BAY AREA: Hospital Workers Head Back to Work After One-Day Strike
As expected, 4,000 workers at 10 Northern California hospitals yesterday went on a 24-hour strike, protesting "worsening working conditions and declining health care standards," the Los Angeles Times reports. In what was considered the Bay Area's largest one-day strike, employees from five Sutter Health hospitals, three Catholic Healthcare West hospitals and two independent hospitals walked off their jobs at 6 a.m. Thursday, returning at 6 a.m. today. The hospitals' emergency rooms remained open during the strike, but many facilities were forced to cancel elective surgeries, suspend outpatient services and hire temporary workers. Carol Kemp, spokesperson for Oakland-based Summit Medical Center and Berkeley-based Alta Bates Medical Center, said the two facilities canceled 400 elective procedures and transferred 50 patients -- including 29 children -- to other hospitals (Glionna/Marquis, 7/7). Despite "grave precautions of a regional health care crisis" as a result of the strike, the hospitals reported a "relatively smooth day" (Feder/Kuruvila/Neufeld, San Jose Mercury News, 7/7). Sutter Health spokesperson Bill Gleeson said, "We had a loyal contingent of employees who have helped us to get through, but (the union) really put public health at risk" (Fisher, Sacramento Bee, 7/7).
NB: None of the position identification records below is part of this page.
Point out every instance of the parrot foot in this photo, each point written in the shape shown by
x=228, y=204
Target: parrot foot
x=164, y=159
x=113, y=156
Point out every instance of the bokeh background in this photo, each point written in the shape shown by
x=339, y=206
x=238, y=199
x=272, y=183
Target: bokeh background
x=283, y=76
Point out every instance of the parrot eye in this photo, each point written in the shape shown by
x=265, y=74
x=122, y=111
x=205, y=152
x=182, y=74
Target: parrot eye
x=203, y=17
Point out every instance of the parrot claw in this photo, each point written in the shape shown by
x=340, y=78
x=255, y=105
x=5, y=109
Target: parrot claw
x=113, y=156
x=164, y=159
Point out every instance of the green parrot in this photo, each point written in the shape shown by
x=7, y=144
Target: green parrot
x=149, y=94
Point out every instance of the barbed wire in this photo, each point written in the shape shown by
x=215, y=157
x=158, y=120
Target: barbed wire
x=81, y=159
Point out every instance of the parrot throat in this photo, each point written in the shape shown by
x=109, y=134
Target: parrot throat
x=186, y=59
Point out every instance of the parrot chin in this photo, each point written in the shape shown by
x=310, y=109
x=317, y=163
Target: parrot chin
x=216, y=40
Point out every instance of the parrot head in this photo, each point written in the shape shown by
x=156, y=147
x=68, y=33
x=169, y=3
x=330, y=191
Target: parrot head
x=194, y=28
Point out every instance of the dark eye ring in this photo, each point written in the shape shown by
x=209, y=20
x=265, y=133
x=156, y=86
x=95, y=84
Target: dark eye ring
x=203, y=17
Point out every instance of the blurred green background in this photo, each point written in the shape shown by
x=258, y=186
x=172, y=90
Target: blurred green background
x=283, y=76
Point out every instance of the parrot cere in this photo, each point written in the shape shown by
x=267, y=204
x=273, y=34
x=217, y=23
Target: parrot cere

Sutter Lakeside Hospital CEO Gil Silbernagel added, "I'm pleased to say the staff was very well prepared, that we were fully operational in all areas and that it was business as usual" (Rose, Santa Rosa Press-Democrat, 7/7).
A Necessary Strike?
Hospital officials called the strike "a dangerous and irresponsible piece of grandstanding that could imperil local health care." However, workers maintained that the strike was necessary to air their grievances about staffing and pay levels. Sal Roselli, president of the Service Employees International Union Local 250, said, "Management forced this strike because they want to put profits in their pockets instead of working with employees to change health care for the better" (Reuters/USA Today, 7/7). Claiming that area hospitals have made million of dollars in recent years, Roselli added, "We're going to force corporate health care to put decisions back in the hands of nurses, doctors and other health care workers." But Dr. Barry Horn, medical staff president at Alta Bates Medical Center, denied the claim, arguing that the San Francisco Bay Area is "headed for a health care crisis within the next decade" (AP/San Diego Union-Tribune, 7/7).